The ABUC control experiment, shown in top row of Fig. 9, displays a very small amount of drift of −0.1 to 0.1 m of sea-level rise after 500 years. The ABUM and ABUK experiments yield very similar sea-level curves that do not significantly depend on model resolution in either experiment. The modelled sea-level rise at t=500 yr is 7.6–7.9 m for both experiments, near the upper end of the ensemble range of Sun et al. (2020). Although several models from the ensemble by Sun et al. (2020) show substantial differences between the two experiments, we expect to see little difference. Whether the floating ice is removed by calving (ABUK) or by melting (ABUM), the result should be the same (i.e. no shelves). Although Sun et al. (2020) mention that in ABUM a very small shelf could remain, even in the extreme case of a grounding-line thickness and velocity of 2000 m and 1000 m yr−1, respectively, this would result in a shelf that is only 2.5 km long, which we do not expect would lead to any significant buttressing.

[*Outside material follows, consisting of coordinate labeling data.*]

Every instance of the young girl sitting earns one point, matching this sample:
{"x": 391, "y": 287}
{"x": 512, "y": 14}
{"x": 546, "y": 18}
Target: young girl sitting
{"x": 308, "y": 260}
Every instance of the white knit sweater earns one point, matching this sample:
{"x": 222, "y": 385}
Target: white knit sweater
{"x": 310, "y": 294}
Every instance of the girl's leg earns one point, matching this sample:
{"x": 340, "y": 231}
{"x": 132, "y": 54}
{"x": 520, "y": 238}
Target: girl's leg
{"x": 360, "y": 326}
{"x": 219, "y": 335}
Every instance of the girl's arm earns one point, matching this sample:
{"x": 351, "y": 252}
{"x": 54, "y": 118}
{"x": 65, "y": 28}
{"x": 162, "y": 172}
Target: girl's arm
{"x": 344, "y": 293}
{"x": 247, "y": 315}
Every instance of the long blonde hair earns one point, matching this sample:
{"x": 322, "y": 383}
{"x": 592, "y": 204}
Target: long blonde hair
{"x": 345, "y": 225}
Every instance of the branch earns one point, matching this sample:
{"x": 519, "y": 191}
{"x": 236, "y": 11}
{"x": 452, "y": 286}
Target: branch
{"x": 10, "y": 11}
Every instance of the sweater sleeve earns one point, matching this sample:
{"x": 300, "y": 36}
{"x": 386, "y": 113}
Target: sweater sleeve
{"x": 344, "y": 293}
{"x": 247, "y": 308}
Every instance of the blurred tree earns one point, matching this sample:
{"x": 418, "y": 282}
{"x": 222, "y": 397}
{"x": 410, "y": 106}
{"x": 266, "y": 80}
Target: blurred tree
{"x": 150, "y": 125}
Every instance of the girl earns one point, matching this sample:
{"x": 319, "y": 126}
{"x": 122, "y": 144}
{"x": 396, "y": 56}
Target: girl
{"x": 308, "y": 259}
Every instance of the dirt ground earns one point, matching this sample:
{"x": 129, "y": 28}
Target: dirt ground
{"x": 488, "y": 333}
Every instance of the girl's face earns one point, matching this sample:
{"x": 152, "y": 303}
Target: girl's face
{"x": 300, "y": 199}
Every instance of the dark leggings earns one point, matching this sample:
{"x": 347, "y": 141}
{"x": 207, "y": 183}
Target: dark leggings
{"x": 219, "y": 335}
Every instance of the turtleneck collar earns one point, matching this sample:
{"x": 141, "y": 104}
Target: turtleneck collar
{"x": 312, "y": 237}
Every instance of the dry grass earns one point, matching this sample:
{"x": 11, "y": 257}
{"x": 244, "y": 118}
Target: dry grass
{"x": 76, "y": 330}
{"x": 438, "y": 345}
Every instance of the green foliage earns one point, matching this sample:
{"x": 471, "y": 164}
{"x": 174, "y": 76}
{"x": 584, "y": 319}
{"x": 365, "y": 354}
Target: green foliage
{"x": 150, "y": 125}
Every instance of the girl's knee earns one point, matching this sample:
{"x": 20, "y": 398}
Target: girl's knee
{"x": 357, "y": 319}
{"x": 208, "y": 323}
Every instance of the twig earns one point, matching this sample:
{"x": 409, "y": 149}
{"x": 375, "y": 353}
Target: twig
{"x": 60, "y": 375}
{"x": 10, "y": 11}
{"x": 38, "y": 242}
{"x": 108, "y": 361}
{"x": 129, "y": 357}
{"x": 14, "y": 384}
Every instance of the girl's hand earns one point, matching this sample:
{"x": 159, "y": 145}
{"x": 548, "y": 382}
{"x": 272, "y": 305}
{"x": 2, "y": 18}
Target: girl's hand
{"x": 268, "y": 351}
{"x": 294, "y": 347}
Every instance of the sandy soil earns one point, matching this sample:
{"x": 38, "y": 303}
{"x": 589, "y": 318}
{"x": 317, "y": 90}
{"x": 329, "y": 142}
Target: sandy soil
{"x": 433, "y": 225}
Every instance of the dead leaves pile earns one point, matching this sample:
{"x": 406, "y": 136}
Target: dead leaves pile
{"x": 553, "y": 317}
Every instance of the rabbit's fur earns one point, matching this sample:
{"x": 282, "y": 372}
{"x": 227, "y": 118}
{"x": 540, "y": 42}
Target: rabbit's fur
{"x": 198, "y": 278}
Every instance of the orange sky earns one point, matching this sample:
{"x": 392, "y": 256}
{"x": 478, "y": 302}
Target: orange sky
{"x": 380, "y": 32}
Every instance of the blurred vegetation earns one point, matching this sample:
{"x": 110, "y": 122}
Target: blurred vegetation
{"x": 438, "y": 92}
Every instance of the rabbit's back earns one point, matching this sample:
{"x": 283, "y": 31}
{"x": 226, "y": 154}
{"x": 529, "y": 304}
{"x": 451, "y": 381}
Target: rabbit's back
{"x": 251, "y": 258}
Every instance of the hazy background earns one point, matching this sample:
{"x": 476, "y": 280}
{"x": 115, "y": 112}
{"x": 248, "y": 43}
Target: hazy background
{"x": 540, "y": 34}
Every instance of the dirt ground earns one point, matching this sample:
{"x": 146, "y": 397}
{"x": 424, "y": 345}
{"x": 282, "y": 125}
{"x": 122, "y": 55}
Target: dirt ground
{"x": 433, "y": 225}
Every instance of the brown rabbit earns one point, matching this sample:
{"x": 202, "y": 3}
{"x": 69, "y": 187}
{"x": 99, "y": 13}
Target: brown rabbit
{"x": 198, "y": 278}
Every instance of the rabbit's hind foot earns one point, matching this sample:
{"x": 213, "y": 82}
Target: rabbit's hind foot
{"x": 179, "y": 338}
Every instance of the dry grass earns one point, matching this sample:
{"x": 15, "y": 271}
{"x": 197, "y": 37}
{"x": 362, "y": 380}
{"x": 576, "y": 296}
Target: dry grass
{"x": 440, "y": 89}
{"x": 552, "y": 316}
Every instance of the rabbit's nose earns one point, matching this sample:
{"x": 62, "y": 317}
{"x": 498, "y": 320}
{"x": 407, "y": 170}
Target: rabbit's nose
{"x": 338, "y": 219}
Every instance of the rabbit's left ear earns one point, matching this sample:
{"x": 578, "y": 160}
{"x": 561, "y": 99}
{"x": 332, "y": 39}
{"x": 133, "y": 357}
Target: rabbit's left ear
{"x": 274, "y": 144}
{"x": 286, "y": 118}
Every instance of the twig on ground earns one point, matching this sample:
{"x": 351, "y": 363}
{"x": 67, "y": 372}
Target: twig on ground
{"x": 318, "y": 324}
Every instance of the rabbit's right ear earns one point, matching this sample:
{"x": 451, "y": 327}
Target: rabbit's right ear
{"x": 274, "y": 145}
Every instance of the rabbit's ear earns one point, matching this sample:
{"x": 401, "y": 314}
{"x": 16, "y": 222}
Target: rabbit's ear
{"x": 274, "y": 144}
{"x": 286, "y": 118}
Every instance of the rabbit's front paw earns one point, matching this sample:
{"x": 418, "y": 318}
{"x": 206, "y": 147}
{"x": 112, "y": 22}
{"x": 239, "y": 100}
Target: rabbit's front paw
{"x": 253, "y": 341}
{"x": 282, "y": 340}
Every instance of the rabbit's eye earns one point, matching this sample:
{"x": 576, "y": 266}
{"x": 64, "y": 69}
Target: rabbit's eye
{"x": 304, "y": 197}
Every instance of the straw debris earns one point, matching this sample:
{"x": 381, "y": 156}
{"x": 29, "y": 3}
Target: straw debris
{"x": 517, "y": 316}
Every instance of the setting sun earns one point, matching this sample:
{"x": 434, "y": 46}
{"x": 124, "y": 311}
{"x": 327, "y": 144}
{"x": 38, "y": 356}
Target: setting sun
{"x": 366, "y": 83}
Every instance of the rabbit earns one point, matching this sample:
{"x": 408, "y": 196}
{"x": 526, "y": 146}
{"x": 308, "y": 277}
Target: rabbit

Compared to IMAU-ICE v1.0, v2.0 produces a slower retreat during the first 100 years of the experiment, which is mostly due to contributions from West Antarctica. During the following 400 years, where most of the contribution is from East Antarctica, retreat rates are generally the same in both model versions. There are several differences between the two model versions that can explain these discrepancies, most importantly the approximation to the stress balance (hybrid SIA/SSA versus DIVA), the treatment of the grounding line (flux condition versus sub-grid friction scaling), and the spin-up procedure (10 kyr steady state in version 1.0 versus 100 year relaxation + 240 kyr thermal spin-up + 100 kyr relaxation in version 2.0). A more in-depth investigation of the effects of these choices on the modelled sea-level rise is ongoing but is beyond the scope of this model description paper.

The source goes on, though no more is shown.